Jour de la nèfle. Hier j'ai mangé les premières de mon jardin, les toutes premières d'un néflier dont les premières années furent difficiles : mal orienté, puis transplanté. Il a résisté et cette année enfin a autorisé une récolte. Il y a longtemps (1986), j'ai écrit un texte sur la nèfle. L'occasion de lui donner une seconde vie.

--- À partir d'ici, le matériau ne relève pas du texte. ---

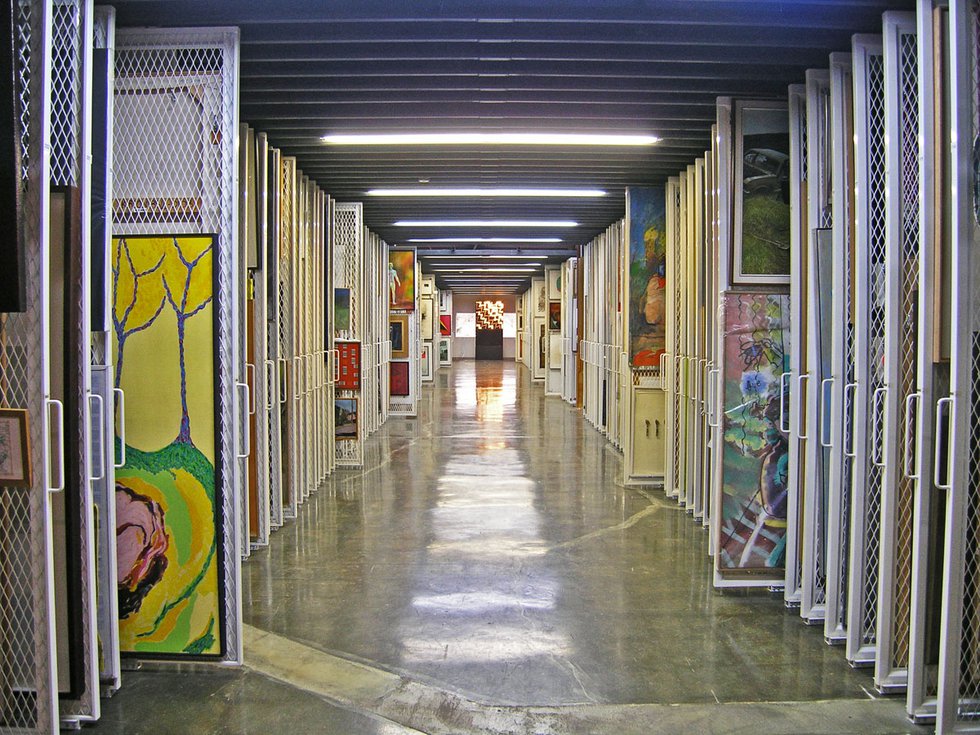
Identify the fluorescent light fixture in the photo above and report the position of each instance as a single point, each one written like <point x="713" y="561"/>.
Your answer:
<point x="529" y="193"/>
<point x="575" y="139"/>
<point x="486" y="239"/>
<point x="486" y="223"/>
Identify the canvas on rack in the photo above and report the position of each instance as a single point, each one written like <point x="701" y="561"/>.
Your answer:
<point x="756" y="453"/>
<point x="647" y="275"/>
<point x="167" y="501"/>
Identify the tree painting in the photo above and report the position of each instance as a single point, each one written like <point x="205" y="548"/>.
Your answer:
<point x="166" y="531"/>
<point x="755" y="458"/>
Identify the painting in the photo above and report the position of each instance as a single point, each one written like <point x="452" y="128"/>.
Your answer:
<point x="345" y="419"/>
<point x="398" y="378"/>
<point x="341" y="309"/>
<point x="401" y="279"/>
<point x="15" y="448"/>
<point x="755" y="455"/>
<point x="466" y="325"/>
<point x="554" y="284"/>
<point x="762" y="216"/>
<point x="426" y="325"/>
<point x="398" y="334"/>
<point x="554" y="316"/>
<point x="348" y="365"/>
<point x="647" y="275"/>
<point x="168" y="522"/>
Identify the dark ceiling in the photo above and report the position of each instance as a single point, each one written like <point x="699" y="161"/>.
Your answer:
<point x="427" y="66"/>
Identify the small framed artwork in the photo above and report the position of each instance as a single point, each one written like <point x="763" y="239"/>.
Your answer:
<point x="762" y="218"/>
<point x="554" y="316"/>
<point x="398" y="378"/>
<point x="15" y="448"/>
<point x="345" y="419"/>
<point x="341" y="309"/>
<point x="426" y="360"/>
<point x="398" y="334"/>
<point x="554" y="284"/>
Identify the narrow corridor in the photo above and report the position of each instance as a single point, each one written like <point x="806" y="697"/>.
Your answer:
<point x="488" y="572"/>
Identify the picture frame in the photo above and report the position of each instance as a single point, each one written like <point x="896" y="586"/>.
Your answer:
<point x="345" y="419"/>
<point x="15" y="448"/>
<point x="399" y="336"/>
<point x="761" y="218"/>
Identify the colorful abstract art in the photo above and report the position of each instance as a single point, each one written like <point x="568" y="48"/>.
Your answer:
<point x="647" y="275"/>
<point x="168" y="536"/>
<point x="756" y="453"/>
<point x="401" y="279"/>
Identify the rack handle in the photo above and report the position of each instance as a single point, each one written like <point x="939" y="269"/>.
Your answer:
<point x="937" y="481"/>
<point x="120" y="397"/>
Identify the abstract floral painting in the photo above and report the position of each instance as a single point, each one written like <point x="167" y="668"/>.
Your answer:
<point x="647" y="275"/>
<point x="755" y="454"/>
<point x="167" y="533"/>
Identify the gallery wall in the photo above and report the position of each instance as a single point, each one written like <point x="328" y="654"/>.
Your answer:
<point x="464" y="348"/>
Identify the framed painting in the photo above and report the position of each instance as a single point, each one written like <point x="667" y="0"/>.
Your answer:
<point x="554" y="316"/>
<point x="348" y="365"/>
<point x="646" y="208"/>
<point x="345" y="419"/>
<point x="15" y="448"/>
<point x="398" y="378"/>
<point x="341" y="309"/>
<point x="554" y="284"/>
<point x="401" y="279"/>
<point x="762" y="169"/>
<point x="169" y="537"/>
<point x="426" y="326"/>
<point x="755" y="452"/>
<point x="398" y="334"/>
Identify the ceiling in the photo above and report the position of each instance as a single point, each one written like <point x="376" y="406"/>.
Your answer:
<point x="647" y="67"/>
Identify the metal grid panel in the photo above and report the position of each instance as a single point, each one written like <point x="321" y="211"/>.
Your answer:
<point x="174" y="126"/>
<point x="27" y="666"/>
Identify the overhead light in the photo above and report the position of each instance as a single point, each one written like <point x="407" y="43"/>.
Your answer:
<point x="475" y="192"/>
<point x="486" y="223"/>
<point x="485" y="239"/>
<point x="573" y="139"/>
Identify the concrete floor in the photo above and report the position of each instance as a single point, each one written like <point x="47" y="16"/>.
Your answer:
<point x="488" y="572"/>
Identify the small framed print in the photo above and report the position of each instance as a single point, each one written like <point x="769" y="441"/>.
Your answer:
<point x="15" y="448"/>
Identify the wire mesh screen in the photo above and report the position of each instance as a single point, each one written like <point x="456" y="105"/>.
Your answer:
<point x="969" y="663"/>
<point x="28" y="700"/>
<point x="871" y="513"/>
<point x="907" y="334"/>
<point x="175" y="119"/>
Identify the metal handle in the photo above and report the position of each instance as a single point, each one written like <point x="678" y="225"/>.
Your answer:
<point x="851" y="451"/>
<point x="947" y="401"/>
<point x="801" y="381"/>
<point x="250" y="368"/>
<point x="911" y="471"/>
<point x="877" y="406"/>
<point x="782" y="402"/>
<point x="60" y="443"/>
<point x="713" y="420"/>
<point x="825" y="443"/>
<point x="101" y="424"/>
<point x="270" y="368"/>
<point x="120" y="397"/>
<point x="246" y="428"/>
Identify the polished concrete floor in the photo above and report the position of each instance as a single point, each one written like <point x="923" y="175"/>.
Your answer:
<point x="488" y="572"/>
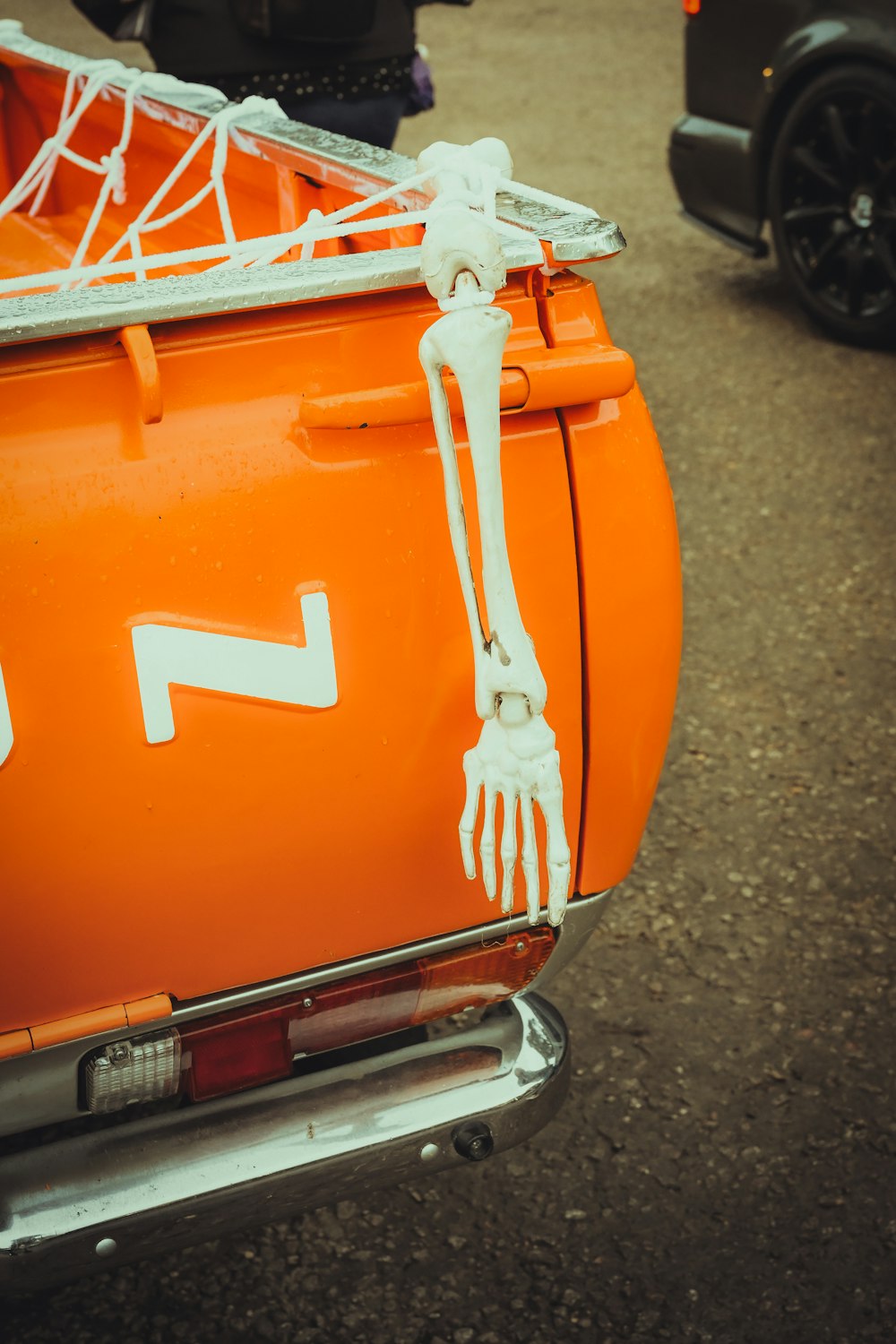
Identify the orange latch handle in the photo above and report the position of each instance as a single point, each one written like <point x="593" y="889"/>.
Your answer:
<point x="570" y="375"/>
<point x="142" y="355"/>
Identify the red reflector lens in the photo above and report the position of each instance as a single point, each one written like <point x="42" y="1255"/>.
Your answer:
<point x="225" y="1056"/>
<point x="257" y="1045"/>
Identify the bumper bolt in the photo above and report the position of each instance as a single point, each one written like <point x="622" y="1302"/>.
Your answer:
<point x="474" y="1142"/>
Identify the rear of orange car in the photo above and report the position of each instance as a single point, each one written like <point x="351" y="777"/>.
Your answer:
<point x="241" y="968"/>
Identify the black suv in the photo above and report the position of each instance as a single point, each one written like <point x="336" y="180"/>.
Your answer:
<point x="791" y="117"/>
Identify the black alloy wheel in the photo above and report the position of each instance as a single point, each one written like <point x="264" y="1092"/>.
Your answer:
<point x="831" y="203"/>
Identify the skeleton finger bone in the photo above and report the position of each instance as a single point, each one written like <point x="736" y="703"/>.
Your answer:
<point x="530" y="857"/>
<point x="487" y="843"/>
<point x="508" y="851"/>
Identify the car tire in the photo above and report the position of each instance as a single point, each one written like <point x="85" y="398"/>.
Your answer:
<point x="831" y="203"/>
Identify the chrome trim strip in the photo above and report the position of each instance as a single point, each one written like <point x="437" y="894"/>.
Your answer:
<point x="576" y="233"/>
<point x="42" y="1088"/>
<point x="88" y="1203"/>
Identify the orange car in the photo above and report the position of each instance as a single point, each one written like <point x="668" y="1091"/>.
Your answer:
<point x="236" y="679"/>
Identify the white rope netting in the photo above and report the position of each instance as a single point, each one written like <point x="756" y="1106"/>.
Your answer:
<point x="126" y="255"/>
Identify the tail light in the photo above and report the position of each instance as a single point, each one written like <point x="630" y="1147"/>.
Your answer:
<point x="255" y="1045"/>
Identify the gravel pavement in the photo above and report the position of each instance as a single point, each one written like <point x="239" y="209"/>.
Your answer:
<point x="723" y="1168"/>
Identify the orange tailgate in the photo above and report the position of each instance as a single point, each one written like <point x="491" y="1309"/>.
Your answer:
<point x="266" y="836"/>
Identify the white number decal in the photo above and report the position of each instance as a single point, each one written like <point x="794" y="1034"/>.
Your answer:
<point x="5" y="723"/>
<point x="169" y="655"/>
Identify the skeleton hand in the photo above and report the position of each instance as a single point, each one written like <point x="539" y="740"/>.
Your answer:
<point x="516" y="758"/>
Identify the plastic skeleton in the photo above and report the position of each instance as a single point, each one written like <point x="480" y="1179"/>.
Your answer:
<point x="462" y="265"/>
<point x="514" y="755"/>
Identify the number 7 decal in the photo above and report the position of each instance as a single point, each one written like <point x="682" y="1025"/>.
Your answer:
<point x="172" y="655"/>
<point x="5" y="723"/>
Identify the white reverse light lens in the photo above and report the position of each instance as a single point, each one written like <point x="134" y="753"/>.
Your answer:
<point x="145" y="1069"/>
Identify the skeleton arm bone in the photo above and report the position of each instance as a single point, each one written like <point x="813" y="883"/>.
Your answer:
<point x="471" y="343"/>
<point x="514" y="757"/>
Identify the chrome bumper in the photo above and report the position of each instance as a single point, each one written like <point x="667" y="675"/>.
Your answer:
<point x="88" y="1203"/>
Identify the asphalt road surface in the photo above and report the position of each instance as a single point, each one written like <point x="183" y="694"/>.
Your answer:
<point x="723" y="1168"/>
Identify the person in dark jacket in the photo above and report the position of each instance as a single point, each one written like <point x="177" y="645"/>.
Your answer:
<point x="340" y="65"/>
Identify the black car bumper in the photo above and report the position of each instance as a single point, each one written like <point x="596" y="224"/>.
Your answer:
<point x="712" y="168"/>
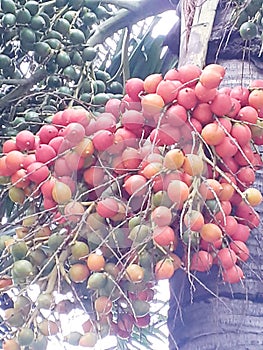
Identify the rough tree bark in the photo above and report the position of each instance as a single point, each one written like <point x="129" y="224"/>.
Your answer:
<point x="215" y="315"/>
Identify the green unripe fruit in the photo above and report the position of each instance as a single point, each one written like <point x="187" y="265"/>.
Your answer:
<point x="19" y="250"/>
<point x="5" y="61"/>
<point x="8" y="6"/>
<point x="37" y="22"/>
<point x="97" y="281"/>
<point x="23" y="16"/>
<point x="63" y="26"/>
<point x="22" y="269"/>
<point x="45" y="301"/>
<point x="73" y="338"/>
<point x="140" y="307"/>
<point x="32" y="6"/>
<point x="9" y="20"/>
<point x="88" y="54"/>
<point x="63" y="59"/>
<point x="248" y="30"/>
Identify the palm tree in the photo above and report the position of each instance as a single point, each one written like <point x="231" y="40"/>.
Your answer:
<point x="206" y="313"/>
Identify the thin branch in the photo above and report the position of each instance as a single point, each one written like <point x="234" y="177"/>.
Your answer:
<point x="144" y="9"/>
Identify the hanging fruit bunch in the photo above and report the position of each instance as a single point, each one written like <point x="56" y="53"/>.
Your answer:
<point x="161" y="180"/>
<point x="247" y="18"/>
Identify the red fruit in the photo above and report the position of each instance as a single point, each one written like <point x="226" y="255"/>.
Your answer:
<point x="162" y="216"/>
<point x="168" y="90"/>
<point x="187" y="98"/>
<point x="37" y="172"/>
<point x="255" y="99"/>
<point x="74" y="133"/>
<point x="94" y="176"/>
<point x="19" y="179"/>
<point x="221" y="105"/>
<point x="241" y="94"/>
<point x="14" y="161"/>
<point x="233" y="275"/>
<point x="248" y="114"/>
<point x="61" y="168"/>
<point x="204" y="94"/>
<point x="213" y="134"/>
<point x="77" y="115"/>
<point x="201" y="261"/>
<point x="114" y="106"/>
<point x="242" y="133"/>
<point x="178" y="192"/>
<point x="194" y="220"/>
<point x="189" y="74"/>
<point x="57" y="119"/>
<point x="134" y="87"/>
<point x="74" y="161"/>
<point x="235" y="108"/>
<point x="164" y="235"/>
<point x="132" y="120"/>
<point x="25" y="140"/>
<point x="131" y="158"/>
<point x="210" y="78"/>
<point x="165" y="135"/>
<point x="176" y="115"/>
<point x="246" y="176"/>
<point x="203" y="113"/>
<point x="172" y="74"/>
<point x="226" y="258"/>
<point x="241" y="250"/>
<point x="107" y="207"/>
<point x="227" y="148"/>
<point x="102" y="140"/>
<point x="45" y="153"/>
<point x="47" y="133"/>
<point x="135" y="185"/>
<point x="151" y="82"/>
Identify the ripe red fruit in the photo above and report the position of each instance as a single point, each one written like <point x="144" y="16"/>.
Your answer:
<point x="45" y="153"/>
<point x="14" y="161"/>
<point x="176" y="115"/>
<point x="164" y="235"/>
<point x="102" y="140"/>
<point x="47" y="132"/>
<point x="213" y="134"/>
<point x="226" y="258"/>
<point x="37" y="172"/>
<point x="134" y="87"/>
<point x="107" y="207"/>
<point x="189" y="74"/>
<point x="241" y="250"/>
<point x="168" y="90"/>
<point x="132" y="120"/>
<point x="221" y="105"/>
<point x="248" y="114"/>
<point x="74" y="133"/>
<point x="9" y="145"/>
<point x="25" y="140"/>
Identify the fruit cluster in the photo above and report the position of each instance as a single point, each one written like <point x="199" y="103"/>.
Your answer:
<point x="161" y="180"/>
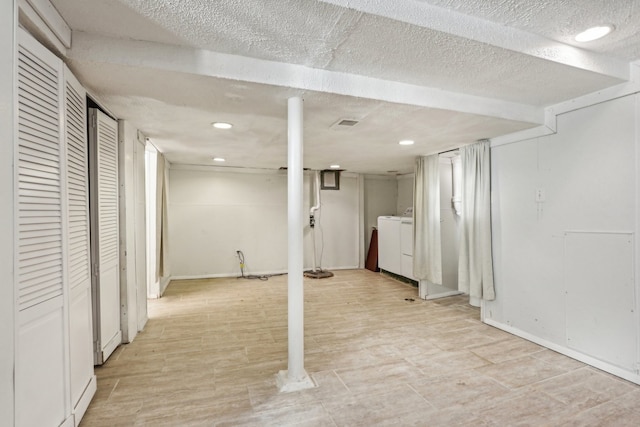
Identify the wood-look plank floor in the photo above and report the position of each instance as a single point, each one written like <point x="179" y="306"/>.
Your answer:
<point x="211" y="349"/>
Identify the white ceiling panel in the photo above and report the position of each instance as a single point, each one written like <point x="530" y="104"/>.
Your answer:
<point x="442" y="72"/>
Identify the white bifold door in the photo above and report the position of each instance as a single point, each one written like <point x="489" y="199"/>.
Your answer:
<point x="103" y="154"/>
<point x="54" y="378"/>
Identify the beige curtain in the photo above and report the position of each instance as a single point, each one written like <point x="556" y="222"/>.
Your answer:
<point x="427" y="248"/>
<point x="161" y="218"/>
<point x="475" y="266"/>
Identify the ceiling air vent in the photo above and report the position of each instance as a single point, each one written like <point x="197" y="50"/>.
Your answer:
<point x="344" y="123"/>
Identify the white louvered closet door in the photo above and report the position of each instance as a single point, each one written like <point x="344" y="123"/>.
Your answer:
<point x="103" y="151"/>
<point x="83" y="383"/>
<point x="41" y="382"/>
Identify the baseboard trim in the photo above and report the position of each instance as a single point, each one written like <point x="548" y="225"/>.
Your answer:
<point x="85" y="400"/>
<point x="259" y="273"/>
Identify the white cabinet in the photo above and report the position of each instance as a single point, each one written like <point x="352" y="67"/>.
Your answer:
<point x="389" y="251"/>
<point x="395" y="245"/>
<point x="406" y="247"/>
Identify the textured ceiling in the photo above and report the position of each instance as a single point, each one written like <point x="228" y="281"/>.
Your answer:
<point x="442" y="72"/>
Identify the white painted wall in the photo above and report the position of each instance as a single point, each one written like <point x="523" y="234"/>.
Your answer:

La nèfle est fruit de l’attente. Quand l’automne agonise, elle pend là, au bout d’une branche nue, au détour d’un chemin buissonnier. Vous la croyez à point, mais elle résiste sous vos doigts, plus dure qu’une pierre. Non, il vous faudra encore patienter, jusqu’aux premières gelées blanches. Quand la nature s’engourdit, la nèfle, elle, s’épanouit. Disons-le tout net : elle pourrit. C’est dans cet état, et dans cet état seulement qu’elle est comestible
Mais alors quel régal : déguster une nèfle est un plaisir raffiné. Sachez que sa saveur se mérite : il lui faut le temps du rite. Vous saisissez le fruit entre le pouce et l’index, délicatement, car il se déforme sous la pression de vos doigts, vous incisez sa peau flétrie d’un coup de dents sec et par le petit orifice ainsi pratiqué vous sucez la chair délicate jusqu’à ce que vos lèvres devinent de petits glands tout durs que vous amenez entre langue et palais pour les débarrasser de leur gangue sucrée avant de les recracher.
Parfois une parcelle de chair ambrée se glisse sous votre ongle . Vous le curez longuement entre vos incisives et faites durer le plaisir tout au long de votre promenade. Car la nèfle est la compagne idéale de la marche : discrète, secrète, fraîche sous la rosée. Sa consommation sur toile cirée, ou formica serait sacrilège. Même les guêpes vous le diront.